Reviewed byNell Minow
This remake begins as hulking Chris Vaughn (The Rock) comes home to find that the mill has been closed, the old sheriff has died, and the town is now dominated by a casino. Vaughn's nephew (Khleo Thomas) has been buying drugs at the casino. So Vaughn takes a cedar plank to the casino and smashes up the slot machines and many of the people who work there. When he is put on trial, he does not deny what he did. But he tells the jury that if they acquit him, he'll run for sheriff and clean up the town.

Is It Any Good?

2
The original 1973 movie with Joe Don Baker teetered on the brink of vigilantism. This remake produced by World Wrestling Entertainment unhesitatingly dives in with a triple gainer. Yes, they know how to stage fights, though the battles in this WALKING TALL are more intense and graphic than the MPAA normally permits in a PG-13. The story requires a level of credibility and sympathy for the characters that it cannot come close to earning. Instead, it just assumes it, dissipating whatever built-in goodwill any movie about beating the bad guys should generate.
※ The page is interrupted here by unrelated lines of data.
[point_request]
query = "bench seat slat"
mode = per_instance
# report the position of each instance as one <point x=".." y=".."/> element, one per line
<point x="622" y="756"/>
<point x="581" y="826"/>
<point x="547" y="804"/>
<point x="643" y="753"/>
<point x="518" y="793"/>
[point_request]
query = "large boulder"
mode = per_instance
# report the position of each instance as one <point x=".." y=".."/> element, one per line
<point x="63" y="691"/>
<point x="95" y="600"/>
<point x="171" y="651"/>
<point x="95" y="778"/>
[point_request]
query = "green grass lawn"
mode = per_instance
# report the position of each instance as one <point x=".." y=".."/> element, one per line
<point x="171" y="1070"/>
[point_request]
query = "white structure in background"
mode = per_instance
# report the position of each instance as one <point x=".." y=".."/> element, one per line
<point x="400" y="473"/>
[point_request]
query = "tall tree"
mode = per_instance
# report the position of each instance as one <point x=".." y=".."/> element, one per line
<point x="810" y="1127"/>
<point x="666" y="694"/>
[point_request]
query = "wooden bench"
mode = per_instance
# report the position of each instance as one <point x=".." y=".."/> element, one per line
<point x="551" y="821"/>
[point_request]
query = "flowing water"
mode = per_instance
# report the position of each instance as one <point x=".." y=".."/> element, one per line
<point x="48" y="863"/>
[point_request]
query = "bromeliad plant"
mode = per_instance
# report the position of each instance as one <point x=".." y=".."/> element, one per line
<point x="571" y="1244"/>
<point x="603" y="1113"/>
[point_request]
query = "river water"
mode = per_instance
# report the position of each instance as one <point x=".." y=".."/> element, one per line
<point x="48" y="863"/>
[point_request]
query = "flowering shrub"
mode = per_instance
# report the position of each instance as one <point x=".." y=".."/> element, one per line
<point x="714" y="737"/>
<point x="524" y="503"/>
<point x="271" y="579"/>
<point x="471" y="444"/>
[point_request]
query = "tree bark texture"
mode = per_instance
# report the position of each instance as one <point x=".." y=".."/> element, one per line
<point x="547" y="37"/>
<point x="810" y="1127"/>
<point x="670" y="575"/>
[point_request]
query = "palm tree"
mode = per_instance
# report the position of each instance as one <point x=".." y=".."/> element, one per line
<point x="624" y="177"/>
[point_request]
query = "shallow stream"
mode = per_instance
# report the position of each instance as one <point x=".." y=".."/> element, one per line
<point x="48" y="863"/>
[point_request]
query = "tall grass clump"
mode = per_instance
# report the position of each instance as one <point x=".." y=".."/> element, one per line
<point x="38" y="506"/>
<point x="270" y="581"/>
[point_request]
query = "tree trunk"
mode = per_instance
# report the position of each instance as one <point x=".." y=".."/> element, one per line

The Rock has a great deal of charm, and Johnny Knoxville brings a wry warmth to the standard best friend role. But in a telling detail about the crude-ifying of this story, instead of the sweet wife in the original movie, Vaughn gets a stripper girlfriend. We're supposed to cheer for Vaughn when he breaks the law just because he's on the side of the good guys, but a battle inside or outside the ring has to feel a little bit fair and this one just doesn't. It's not a good sign when you start to feel sorry for the bad guys. And as for the dialogue -- I think "I put down my gun for good" has to be just behind "I'll be right back" as the top candidates for the "movie words spoken just so they can almost immediately be wrong" award.